Authorities have said an attack on Whitmer began to simmer at a regional summit of anti-government extremists in Dublin, Ohio, in summer 2020. Fox, Croft and William Null were in attendance while an FBI informant also inside the gathering secretly recorded profanity-laced screeds threatening violence against public officials.

The disgust was also fueled by government-imposed restrictions during the COVID-19 pandemic, according to recordings, text messages and social media posts introduced as evidence at trial.

Whitmer’s chief of staff, JoAnne Huls, said Friday’s verdicts were disappointing and would “further encourage and embolden radical extremists trying to sow discord and harm public officials or law enforcement.”


State Attorney General Dana Nessel said the “verdicts are not what we hoped for.”

Molitor, 39, and William Null, 41, testified in their own defense, admitting they had attended gun drills and taken rides to see Whitmer’s property. Molitor was in a pickup truck with Fox and had recorded a brief video of the house.

But William Null said he and his brother broke away when talk turned to getting explosives. Molitor said Fox was “incredibly dumb” and wouldn’t pull off a kidnapping.

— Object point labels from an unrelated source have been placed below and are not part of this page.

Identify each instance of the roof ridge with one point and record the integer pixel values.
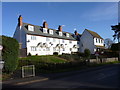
(95, 34)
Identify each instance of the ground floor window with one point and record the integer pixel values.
(33, 48)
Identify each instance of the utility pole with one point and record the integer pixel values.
(116, 29)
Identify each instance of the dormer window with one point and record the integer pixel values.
(60, 33)
(44, 30)
(51, 32)
(30, 28)
(67, 34)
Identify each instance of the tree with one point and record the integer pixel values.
(10, 53)
(108, 42)
(87, 54)
(116, 30)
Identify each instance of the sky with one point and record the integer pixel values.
(95, 16)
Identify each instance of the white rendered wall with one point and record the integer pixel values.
(20, 36)
(86, 41)
(98, 43)
(52, 48)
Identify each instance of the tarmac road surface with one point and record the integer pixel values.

During closing arguments Wednesday, prosecutor William Rollstin urged jurors to not be swayed.

“If you help in whole or even in part you’ve satisfied that element” of the crime, he said. “Was he helping him to plan? Was he helping him prepare? The answer is absolutely.”


Michael Null, 41, did not testify and his lawyer took the unusual step of declining to question any witnesses during the trial. Tom Siver told jurors that Michael Null did nothing wrong.

“A stroke of genius,” Barnett said of Siver’s strategy of silence.

Informants and undercover FBI agents were inside the group for months before arrests were made in October 2020. Whitmer was not physically harmed.

Nine men were previously convicted in state or federal court, either through guilty pleas or at three other trials. Shawn Fix and Brian Higgins pleaded guilty in Antrim County and had agreed to cooperate but were never called as prosecution witnesses at the last trial.

After the plot was thwarted, Whitmer blamed then-President Donald Trump, saying he had given “comfort to those who spread fear and hatred and division.” Out of office, Trump called the kidnapping plan a “fake deal” in 2022.